Google Chrome, which we used recently when delivering HTML5 interactives for the National Museum of Australia, has similar problems, which we eventually solved by writing an extension that periodically reloads the entire interactive in a different process, then kills the old process, freeing up its memory.

Keynote, on the other hand, just keeps on going.

Keynote disadvantage: limited interactivity options

That’s not to say Keynote is without limitations. The major challenge is that the range of interactions available to the developer is relatively constrained: it’s best suited to telling linear sequences with occasional branches. It’s the choose-your-own-adventure approach, meaning any permutation of the story needs to be represented as a sequence of screens, and you can’t use variables or other programming techniques like conditional branching to avoid a combinatorial explosion in the number of screens required.

It’s also hard to edit complex interactions using the Build inspector, which is optimised for introducing a small number of elements on screen. Complex animations involve splitting up sequences into multiple screens, and the user can’t interrupt a screen sequence once it’s begun, meaning that builds have to be short. And it’s difficult, as with any interface that’s GUI-based rather than using find-and-replace-able text files, to apply changes across multiple screens: for example, changing the duration of every object build is a nightmare across hundreds of screens. On the other hand, good use of master slides can make a huge difference to your productivity and consistency.

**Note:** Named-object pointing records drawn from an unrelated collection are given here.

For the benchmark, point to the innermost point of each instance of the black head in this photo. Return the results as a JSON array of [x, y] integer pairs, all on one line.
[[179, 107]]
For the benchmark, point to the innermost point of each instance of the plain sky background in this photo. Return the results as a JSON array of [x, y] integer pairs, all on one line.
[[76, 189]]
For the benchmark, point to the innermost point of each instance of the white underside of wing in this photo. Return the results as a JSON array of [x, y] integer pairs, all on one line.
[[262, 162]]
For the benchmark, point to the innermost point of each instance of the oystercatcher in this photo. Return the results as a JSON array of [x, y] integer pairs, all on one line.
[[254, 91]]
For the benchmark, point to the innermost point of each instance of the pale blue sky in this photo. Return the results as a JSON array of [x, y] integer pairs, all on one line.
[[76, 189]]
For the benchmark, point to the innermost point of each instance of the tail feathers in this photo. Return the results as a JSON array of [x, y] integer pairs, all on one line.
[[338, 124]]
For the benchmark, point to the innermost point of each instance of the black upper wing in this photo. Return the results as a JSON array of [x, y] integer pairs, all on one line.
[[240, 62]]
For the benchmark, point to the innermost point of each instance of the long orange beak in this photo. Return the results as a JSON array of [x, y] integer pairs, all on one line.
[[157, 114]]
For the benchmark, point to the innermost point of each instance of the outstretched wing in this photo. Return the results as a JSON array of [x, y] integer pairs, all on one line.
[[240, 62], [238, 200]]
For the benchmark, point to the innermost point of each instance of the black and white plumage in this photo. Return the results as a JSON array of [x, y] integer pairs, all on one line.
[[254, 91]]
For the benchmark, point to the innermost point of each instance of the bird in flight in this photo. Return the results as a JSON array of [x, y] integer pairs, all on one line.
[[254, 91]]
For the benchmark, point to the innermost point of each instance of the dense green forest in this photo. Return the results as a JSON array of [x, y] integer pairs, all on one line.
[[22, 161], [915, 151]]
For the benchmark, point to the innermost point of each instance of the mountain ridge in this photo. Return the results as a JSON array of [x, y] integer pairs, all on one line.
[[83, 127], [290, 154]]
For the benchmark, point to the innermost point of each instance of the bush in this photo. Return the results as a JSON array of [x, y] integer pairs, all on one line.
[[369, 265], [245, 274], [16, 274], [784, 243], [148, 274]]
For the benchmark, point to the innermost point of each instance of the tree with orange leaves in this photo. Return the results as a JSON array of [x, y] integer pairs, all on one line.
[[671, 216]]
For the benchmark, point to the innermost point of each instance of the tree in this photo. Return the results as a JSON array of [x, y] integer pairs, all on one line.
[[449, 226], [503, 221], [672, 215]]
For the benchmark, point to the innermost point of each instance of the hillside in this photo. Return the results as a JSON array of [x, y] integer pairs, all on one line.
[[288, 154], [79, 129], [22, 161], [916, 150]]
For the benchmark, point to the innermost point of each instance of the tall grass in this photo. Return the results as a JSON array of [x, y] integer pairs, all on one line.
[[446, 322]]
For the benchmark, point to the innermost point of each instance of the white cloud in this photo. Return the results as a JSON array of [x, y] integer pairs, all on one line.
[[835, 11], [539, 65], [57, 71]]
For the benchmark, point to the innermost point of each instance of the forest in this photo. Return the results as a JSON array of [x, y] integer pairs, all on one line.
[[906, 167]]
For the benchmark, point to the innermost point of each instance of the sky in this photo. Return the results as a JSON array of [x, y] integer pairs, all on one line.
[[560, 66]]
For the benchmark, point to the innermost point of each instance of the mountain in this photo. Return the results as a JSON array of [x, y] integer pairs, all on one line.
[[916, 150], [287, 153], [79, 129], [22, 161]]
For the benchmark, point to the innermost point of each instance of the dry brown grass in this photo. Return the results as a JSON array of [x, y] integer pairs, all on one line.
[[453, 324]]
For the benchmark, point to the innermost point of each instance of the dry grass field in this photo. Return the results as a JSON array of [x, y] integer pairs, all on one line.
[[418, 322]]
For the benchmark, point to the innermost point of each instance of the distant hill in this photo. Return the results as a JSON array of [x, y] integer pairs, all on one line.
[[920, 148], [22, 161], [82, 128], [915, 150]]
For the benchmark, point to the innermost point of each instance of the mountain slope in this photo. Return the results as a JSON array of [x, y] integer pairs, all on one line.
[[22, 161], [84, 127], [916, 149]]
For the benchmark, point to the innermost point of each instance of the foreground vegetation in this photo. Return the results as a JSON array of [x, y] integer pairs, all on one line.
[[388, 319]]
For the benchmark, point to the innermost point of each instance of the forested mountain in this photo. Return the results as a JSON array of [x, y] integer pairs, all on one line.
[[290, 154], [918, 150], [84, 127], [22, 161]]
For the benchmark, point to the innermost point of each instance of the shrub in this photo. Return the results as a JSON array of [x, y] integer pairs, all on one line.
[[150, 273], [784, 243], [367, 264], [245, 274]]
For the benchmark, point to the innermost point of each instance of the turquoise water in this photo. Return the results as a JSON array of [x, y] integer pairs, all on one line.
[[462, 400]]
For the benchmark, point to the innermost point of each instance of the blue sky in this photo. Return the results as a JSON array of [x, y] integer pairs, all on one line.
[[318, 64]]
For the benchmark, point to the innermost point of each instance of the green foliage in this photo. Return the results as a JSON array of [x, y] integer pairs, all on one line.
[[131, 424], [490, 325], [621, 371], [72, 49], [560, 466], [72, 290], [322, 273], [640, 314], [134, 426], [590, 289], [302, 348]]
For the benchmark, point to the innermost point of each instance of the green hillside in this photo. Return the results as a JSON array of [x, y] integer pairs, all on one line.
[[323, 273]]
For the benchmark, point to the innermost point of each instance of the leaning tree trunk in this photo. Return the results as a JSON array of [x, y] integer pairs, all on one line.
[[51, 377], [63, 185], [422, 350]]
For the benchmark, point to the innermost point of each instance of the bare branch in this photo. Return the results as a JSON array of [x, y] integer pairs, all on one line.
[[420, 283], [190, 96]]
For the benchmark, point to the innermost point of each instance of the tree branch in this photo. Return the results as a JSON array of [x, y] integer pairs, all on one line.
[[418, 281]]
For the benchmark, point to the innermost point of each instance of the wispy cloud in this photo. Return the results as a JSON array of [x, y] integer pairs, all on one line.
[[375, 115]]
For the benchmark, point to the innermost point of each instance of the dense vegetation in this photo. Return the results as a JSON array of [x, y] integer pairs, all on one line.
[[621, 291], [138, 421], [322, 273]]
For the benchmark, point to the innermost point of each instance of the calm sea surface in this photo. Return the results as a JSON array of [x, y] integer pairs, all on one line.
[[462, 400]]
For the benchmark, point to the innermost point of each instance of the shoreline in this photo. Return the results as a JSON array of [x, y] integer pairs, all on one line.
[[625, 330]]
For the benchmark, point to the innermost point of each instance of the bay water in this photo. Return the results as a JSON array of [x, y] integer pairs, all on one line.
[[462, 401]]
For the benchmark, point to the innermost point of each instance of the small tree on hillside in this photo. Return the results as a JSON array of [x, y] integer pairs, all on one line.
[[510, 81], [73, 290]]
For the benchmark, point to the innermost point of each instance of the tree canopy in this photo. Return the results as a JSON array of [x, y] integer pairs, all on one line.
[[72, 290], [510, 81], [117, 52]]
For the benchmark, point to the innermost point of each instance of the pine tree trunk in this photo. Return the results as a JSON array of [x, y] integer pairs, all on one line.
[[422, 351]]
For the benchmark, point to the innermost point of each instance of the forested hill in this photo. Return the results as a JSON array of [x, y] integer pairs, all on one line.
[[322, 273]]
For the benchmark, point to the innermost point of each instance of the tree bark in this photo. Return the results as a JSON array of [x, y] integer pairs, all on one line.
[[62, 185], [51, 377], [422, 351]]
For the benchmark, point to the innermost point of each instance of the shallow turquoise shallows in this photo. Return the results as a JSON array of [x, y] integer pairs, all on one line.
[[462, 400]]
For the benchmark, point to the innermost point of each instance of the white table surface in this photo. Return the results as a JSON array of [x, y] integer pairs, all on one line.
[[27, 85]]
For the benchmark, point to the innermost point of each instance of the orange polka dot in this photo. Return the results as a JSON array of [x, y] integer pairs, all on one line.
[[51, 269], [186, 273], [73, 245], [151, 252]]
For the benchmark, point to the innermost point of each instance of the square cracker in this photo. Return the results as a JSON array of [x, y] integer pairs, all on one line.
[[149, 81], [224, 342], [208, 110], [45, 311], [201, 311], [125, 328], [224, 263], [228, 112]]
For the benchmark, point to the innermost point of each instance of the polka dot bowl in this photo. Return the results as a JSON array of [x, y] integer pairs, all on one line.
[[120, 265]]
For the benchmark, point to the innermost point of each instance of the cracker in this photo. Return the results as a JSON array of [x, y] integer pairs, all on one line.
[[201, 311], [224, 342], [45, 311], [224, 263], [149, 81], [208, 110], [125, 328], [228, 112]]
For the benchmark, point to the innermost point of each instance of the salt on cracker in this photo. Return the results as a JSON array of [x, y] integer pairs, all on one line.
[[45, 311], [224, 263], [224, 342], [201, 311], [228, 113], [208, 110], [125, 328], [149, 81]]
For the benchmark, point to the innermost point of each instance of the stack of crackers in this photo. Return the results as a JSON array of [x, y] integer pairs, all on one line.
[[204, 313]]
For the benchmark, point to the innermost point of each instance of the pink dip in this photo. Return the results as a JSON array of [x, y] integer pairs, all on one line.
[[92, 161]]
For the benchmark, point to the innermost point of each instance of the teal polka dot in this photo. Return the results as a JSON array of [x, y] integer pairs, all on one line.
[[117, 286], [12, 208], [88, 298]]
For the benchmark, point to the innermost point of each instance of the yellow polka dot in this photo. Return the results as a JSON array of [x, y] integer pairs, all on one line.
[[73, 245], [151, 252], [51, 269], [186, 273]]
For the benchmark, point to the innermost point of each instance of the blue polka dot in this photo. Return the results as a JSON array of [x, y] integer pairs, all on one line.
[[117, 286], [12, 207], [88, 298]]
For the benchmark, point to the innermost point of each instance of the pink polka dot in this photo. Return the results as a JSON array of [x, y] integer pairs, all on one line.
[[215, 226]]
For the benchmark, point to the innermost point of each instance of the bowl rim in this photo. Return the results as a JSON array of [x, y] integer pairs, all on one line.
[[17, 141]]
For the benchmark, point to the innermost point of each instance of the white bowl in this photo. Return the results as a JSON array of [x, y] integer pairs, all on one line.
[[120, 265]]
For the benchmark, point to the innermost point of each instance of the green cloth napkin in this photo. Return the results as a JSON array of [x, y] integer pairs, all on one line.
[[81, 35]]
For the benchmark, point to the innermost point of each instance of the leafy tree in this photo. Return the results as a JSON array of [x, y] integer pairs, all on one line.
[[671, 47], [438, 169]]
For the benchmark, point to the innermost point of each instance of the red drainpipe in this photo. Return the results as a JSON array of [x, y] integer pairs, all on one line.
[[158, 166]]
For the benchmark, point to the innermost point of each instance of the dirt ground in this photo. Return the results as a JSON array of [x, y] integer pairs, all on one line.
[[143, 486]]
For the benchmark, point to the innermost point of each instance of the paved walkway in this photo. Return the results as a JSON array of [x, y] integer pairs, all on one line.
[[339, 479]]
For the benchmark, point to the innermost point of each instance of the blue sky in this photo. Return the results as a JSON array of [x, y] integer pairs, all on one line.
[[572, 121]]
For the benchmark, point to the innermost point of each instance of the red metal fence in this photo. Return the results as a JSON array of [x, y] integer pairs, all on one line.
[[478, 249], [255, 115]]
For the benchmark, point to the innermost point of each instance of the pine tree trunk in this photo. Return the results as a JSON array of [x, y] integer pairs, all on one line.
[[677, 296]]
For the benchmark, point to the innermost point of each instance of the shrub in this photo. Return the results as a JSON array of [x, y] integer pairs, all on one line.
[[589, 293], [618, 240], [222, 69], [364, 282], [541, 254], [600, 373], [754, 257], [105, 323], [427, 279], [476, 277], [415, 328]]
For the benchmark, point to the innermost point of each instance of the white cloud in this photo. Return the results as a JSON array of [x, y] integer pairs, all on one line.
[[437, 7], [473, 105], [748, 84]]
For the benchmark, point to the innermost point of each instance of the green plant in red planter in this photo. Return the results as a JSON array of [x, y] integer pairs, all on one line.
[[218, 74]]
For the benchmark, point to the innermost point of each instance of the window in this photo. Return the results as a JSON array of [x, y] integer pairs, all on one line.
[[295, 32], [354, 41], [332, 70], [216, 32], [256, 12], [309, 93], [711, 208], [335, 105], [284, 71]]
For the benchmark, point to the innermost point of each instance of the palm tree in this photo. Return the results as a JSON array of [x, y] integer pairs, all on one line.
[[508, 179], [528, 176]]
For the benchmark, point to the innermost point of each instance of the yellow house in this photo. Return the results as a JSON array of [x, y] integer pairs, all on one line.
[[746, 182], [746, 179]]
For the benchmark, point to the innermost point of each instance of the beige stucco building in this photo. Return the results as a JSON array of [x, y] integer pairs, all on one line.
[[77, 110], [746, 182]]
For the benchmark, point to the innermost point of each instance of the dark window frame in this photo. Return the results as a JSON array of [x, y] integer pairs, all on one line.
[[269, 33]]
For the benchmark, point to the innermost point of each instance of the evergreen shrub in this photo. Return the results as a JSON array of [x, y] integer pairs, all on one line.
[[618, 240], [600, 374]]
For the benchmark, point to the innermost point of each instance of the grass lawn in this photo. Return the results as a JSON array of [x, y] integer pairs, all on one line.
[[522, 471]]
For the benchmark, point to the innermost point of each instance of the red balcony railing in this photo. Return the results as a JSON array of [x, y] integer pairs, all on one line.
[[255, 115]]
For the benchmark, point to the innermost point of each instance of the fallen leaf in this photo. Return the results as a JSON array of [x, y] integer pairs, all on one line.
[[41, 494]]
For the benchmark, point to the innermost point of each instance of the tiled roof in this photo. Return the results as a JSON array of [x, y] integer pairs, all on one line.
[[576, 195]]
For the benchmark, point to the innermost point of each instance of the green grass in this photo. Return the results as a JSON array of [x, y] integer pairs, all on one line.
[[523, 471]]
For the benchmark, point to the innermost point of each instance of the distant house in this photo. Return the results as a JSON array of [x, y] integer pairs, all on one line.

Keynote disadvantage: harder to work collaboratively

Compared to an HTML interactive, it’s hard for more than one person to work on the project at a time. The Keynote file is one big lump, and the only way to parallelise development is to split the interactive into multiple files and bring them together at the end – or perhaps to maintain them in separate files throughout and use inter-file linkages, which presents its own problems in building robust navigation.

Worth exploring? Absolutely.

If you find yourself looking at building a project with a storytelling focus, consider using Keynote both to streamline your development and delivery process, and to produce a robust and beautiful result.